More Changes, More Often
Then finally for our current review, is the fact that changes are happening far more often than before.
Patches no longer have to wait until it’s Tuesday to come out. New features on the app or adjustments to infrastructure like load balancing can impact the product and require a fix. With all this going on, it is easy for others to not be aware of these changes.
The lack of communication caused by siloes combined with the increase in the number of changes can create confusion when issues arise. Sort of like finding a specific needle in a pile of needles. It’s enough to make you miss the haystack metaphor.
In Search of Context
In examining these challenges, we can quickly understand that they all center around the reality that those tasked with troubleshooting issues lack the needed context for fixing them.
Developers, who are increasingly being called upon to troubleshoot, lack the knowledge of what has changed, by who, what it impacts, or even where to start looking in a potentially unfamiliar environment.
Having made the move to the cloud, developers have at their disposal a wide range of monitoring and observability tools covering needs related to tracing, logs, databases, alerting, security, and topology, providing them with greater visibility into their software throughout the Software Development Lifecycle.
When they get the call that something needs their attention, they often have to begin investigating essentially from scratch. This means jumping into their many tools and dashboards, pouring over logs to try and figure out the source of the problem. While these monitoring and observability tools can provide valuable insights, it can still be difficult to identify which changes impacted which other components.
Some organizations attempt to use communication tools like Slack to track changes. While we love the scroll as much as anyone else, it is far from a comprehensive solution and still lacks the connection between source and impact. Chances are that they will need to call in for additional help in tracking down the root of the problem from someone else on their team or a different team altogether.
In both cases, the person on-call still needs to spend significant and valuable time on connecting the dots between changes and issues. Time that might be better spent on actually fixing the problem and getting the product back online.

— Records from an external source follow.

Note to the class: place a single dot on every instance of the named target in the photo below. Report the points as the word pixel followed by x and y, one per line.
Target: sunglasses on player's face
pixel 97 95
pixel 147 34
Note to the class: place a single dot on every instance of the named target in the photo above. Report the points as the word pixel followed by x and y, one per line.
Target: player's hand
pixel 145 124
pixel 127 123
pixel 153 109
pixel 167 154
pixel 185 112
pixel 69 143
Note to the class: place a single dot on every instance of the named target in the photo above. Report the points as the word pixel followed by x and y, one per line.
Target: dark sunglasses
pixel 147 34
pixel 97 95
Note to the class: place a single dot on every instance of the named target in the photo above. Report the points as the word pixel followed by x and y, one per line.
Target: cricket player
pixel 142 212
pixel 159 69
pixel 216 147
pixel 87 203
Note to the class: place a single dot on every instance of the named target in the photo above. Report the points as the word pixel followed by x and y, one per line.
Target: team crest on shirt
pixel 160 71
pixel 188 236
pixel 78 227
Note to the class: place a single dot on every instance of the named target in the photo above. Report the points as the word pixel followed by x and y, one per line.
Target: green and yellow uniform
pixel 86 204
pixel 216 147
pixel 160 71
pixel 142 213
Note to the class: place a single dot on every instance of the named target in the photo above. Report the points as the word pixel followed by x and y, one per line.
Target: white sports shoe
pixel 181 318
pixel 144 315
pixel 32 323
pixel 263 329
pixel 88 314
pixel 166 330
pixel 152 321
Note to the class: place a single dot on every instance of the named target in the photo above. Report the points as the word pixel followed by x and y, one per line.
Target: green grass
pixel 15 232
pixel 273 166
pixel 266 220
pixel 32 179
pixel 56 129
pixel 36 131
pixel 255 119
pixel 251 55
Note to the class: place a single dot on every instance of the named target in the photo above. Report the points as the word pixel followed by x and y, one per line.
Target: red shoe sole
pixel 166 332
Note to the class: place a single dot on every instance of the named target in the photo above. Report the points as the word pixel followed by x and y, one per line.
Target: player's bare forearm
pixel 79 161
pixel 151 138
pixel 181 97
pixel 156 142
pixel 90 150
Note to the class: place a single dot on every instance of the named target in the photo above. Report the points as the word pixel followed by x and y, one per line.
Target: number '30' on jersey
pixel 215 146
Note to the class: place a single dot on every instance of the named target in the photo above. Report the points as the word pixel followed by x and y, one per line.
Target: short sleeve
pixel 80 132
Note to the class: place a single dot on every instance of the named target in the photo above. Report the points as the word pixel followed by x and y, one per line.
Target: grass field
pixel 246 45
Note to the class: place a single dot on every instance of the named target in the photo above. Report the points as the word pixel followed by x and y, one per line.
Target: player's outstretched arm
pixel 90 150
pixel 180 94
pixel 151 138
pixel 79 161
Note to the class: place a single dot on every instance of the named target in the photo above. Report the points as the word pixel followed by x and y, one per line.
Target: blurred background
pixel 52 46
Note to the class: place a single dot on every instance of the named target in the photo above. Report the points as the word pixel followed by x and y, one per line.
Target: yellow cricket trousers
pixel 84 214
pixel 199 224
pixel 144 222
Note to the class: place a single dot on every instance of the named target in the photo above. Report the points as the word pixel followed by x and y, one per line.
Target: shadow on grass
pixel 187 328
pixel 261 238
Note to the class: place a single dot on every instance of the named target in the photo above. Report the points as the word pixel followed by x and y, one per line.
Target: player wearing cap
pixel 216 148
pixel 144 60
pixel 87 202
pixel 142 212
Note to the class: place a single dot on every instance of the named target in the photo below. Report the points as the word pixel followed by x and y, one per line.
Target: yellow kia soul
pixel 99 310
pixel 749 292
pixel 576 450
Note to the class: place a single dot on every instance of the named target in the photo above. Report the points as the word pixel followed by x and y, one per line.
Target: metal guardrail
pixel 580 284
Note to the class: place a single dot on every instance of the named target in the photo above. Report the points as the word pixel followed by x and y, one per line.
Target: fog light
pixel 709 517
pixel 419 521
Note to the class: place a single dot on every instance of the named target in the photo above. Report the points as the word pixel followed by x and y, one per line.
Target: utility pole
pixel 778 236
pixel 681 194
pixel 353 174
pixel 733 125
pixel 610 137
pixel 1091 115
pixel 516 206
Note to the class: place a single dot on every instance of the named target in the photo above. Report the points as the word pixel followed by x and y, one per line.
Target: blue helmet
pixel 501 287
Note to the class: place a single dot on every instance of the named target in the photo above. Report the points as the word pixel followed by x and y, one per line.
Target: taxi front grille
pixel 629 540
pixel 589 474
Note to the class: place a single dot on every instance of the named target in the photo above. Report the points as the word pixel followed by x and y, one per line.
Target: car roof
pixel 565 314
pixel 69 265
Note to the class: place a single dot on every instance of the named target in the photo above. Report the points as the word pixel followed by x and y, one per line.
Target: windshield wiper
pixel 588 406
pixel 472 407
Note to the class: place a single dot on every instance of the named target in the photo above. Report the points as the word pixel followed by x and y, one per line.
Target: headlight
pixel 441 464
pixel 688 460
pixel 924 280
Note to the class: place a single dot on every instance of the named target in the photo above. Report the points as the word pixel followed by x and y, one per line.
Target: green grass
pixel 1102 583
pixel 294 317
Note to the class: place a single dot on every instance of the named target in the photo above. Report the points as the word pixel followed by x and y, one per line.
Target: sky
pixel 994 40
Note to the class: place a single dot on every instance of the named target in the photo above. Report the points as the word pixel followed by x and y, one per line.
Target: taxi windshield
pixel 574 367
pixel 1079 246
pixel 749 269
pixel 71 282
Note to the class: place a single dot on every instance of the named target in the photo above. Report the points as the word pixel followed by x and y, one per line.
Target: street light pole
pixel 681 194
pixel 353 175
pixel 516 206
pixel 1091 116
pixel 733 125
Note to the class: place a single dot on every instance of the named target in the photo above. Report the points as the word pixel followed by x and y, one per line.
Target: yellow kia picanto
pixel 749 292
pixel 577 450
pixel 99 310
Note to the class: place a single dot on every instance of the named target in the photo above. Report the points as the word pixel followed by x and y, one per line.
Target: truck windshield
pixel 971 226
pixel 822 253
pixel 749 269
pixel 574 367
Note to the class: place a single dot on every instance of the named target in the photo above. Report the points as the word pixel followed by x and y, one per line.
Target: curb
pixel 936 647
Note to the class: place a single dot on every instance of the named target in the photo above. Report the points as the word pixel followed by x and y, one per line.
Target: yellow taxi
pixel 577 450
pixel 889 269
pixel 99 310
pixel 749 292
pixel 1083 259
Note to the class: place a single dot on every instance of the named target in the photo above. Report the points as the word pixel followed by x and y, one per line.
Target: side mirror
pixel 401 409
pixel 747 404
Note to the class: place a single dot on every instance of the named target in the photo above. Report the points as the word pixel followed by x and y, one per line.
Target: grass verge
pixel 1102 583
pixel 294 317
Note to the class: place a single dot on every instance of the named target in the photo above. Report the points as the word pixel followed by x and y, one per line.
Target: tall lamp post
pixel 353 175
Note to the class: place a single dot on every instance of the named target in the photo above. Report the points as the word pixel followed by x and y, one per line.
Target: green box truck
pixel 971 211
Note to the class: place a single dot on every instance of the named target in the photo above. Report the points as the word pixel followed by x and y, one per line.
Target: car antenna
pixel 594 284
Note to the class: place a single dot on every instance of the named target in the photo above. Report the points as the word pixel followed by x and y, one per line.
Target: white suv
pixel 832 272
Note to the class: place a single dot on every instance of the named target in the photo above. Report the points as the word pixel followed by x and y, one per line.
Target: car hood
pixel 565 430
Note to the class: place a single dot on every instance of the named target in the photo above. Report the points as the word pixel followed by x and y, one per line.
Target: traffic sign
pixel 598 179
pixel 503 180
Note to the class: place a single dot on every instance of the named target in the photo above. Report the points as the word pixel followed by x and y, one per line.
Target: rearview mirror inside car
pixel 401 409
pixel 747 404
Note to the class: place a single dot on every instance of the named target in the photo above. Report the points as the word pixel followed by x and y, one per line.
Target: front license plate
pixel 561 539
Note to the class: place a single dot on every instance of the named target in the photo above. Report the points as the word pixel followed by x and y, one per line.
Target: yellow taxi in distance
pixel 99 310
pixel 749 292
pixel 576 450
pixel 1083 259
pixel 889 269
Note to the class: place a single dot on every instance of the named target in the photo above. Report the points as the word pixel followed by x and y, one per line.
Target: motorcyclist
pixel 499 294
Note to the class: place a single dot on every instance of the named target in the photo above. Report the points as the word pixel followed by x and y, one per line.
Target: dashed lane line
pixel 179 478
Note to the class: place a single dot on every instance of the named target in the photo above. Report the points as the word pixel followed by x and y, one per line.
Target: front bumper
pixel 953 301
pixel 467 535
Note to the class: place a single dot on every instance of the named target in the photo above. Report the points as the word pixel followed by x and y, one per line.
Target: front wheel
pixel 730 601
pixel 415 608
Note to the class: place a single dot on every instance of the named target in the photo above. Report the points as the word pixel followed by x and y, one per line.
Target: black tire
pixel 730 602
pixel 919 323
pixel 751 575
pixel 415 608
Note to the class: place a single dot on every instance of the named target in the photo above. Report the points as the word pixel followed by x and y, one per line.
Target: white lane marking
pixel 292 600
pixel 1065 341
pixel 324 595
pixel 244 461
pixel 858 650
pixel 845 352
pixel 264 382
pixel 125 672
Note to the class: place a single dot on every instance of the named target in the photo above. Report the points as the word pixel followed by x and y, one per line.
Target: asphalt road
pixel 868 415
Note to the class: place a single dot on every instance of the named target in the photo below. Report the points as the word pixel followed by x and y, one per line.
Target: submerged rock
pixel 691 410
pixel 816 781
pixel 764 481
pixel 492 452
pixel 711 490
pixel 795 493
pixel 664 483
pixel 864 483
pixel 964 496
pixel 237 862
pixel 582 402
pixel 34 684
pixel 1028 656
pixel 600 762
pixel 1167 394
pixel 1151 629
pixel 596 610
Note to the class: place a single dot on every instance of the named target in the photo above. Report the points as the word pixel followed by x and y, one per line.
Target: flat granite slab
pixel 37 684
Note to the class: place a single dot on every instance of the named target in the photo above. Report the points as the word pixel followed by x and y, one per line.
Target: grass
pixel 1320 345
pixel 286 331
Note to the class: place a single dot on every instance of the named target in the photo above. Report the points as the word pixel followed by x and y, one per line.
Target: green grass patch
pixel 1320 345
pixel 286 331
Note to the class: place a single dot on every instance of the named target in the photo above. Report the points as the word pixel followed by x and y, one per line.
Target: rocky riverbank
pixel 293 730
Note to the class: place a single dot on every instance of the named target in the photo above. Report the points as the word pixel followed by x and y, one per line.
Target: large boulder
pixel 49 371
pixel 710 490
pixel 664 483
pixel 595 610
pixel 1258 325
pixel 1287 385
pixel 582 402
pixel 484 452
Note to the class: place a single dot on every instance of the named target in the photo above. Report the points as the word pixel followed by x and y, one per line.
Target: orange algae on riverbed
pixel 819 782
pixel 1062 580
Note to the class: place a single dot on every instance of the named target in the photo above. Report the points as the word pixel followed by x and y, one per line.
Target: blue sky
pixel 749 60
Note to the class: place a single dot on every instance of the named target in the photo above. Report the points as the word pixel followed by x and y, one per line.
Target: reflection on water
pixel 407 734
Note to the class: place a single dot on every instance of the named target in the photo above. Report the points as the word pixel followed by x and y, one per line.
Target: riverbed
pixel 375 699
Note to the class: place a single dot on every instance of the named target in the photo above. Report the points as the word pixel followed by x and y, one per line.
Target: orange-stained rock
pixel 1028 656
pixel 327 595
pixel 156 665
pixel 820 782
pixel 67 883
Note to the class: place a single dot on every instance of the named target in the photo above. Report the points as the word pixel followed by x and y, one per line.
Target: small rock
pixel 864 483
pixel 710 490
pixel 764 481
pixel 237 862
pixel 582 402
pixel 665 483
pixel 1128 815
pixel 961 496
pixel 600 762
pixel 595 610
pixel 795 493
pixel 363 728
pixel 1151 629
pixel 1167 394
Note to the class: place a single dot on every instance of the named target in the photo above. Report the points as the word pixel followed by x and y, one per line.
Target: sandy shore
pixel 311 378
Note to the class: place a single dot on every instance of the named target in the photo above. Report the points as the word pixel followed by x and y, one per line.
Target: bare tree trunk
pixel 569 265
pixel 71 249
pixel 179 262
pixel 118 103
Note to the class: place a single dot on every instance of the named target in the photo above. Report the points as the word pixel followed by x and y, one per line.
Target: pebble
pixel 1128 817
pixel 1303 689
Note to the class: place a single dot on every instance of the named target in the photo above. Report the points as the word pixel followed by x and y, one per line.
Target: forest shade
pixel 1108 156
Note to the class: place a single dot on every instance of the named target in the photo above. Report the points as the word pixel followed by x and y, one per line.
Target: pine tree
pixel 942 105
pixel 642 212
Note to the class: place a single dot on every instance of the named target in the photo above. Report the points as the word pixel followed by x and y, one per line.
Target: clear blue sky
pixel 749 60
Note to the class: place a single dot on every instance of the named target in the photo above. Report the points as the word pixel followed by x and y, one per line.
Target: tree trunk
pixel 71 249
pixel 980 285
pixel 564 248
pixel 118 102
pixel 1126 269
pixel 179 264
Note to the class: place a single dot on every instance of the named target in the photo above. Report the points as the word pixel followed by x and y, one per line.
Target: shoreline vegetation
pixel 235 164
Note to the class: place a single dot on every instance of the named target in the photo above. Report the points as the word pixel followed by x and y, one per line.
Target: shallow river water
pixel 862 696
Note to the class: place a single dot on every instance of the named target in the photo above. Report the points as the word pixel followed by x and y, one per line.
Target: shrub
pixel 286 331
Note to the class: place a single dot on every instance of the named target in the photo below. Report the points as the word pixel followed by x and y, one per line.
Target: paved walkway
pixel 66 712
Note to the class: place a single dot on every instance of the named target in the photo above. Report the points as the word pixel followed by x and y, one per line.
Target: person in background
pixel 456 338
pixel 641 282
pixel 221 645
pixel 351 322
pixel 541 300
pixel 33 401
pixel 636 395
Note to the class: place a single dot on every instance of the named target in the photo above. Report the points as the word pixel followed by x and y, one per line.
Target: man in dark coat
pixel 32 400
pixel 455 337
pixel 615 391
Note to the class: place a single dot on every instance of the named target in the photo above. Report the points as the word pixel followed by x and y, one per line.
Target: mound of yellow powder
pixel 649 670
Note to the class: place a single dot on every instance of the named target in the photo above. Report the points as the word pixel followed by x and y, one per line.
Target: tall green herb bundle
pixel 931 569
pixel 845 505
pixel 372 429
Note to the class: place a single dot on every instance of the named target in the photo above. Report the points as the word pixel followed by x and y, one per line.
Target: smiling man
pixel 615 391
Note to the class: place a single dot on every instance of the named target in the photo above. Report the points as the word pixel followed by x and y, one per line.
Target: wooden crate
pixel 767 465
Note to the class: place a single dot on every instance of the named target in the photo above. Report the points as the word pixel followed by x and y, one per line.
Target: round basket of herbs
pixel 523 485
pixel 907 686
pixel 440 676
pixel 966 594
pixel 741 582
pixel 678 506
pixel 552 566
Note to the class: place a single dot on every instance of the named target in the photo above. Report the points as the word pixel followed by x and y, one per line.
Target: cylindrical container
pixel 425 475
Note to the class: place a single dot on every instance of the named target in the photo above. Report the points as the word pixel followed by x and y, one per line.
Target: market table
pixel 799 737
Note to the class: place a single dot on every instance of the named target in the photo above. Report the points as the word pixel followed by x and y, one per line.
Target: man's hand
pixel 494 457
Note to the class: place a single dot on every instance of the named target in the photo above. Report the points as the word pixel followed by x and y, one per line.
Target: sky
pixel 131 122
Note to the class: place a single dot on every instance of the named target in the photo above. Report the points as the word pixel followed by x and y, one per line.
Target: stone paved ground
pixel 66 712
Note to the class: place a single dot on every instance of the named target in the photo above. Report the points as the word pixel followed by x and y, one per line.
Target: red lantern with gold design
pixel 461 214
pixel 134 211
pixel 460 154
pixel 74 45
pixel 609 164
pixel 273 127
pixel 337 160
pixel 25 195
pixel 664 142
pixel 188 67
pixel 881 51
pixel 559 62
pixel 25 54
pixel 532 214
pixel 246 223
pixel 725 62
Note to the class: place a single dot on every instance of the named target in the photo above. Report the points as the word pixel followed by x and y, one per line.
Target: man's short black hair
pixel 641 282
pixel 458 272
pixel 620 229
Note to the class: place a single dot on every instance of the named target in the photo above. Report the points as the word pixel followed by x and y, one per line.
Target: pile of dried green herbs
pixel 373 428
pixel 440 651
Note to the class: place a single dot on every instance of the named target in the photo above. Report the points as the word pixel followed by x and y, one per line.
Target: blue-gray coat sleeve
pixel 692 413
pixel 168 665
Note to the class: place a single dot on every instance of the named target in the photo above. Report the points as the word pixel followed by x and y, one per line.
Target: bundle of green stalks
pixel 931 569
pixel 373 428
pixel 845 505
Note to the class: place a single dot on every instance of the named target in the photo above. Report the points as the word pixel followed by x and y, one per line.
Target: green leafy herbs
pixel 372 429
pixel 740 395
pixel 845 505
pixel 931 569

Filling in the Missing Part of the DevOps Toolchain
The tooling available to help identify issues are getting much better at providing visibility, including to provide on-call responders with the context that will help them get to the source of the problem faster.
Moving forward, we want to see developers gain a better, holistic understanding of their Kubernetes environments. So even if their microservices are highly distributed, their visibility over them should be more unified.
Fixing problems faster means getting the relevant information into the hands of whoever is called up to address the issue. It should not matter if the incident is in a product that they themselves built or if they are opening it up for the first time.
Reducing the MTTR relies on providing them with the necessary context from the tools that they are already using to monitor their environment. Hopefully by better utilizing our existing resources, we can cut down on the time and number of people required to fix issues when they pop up — allowing us to get back to actually building better products.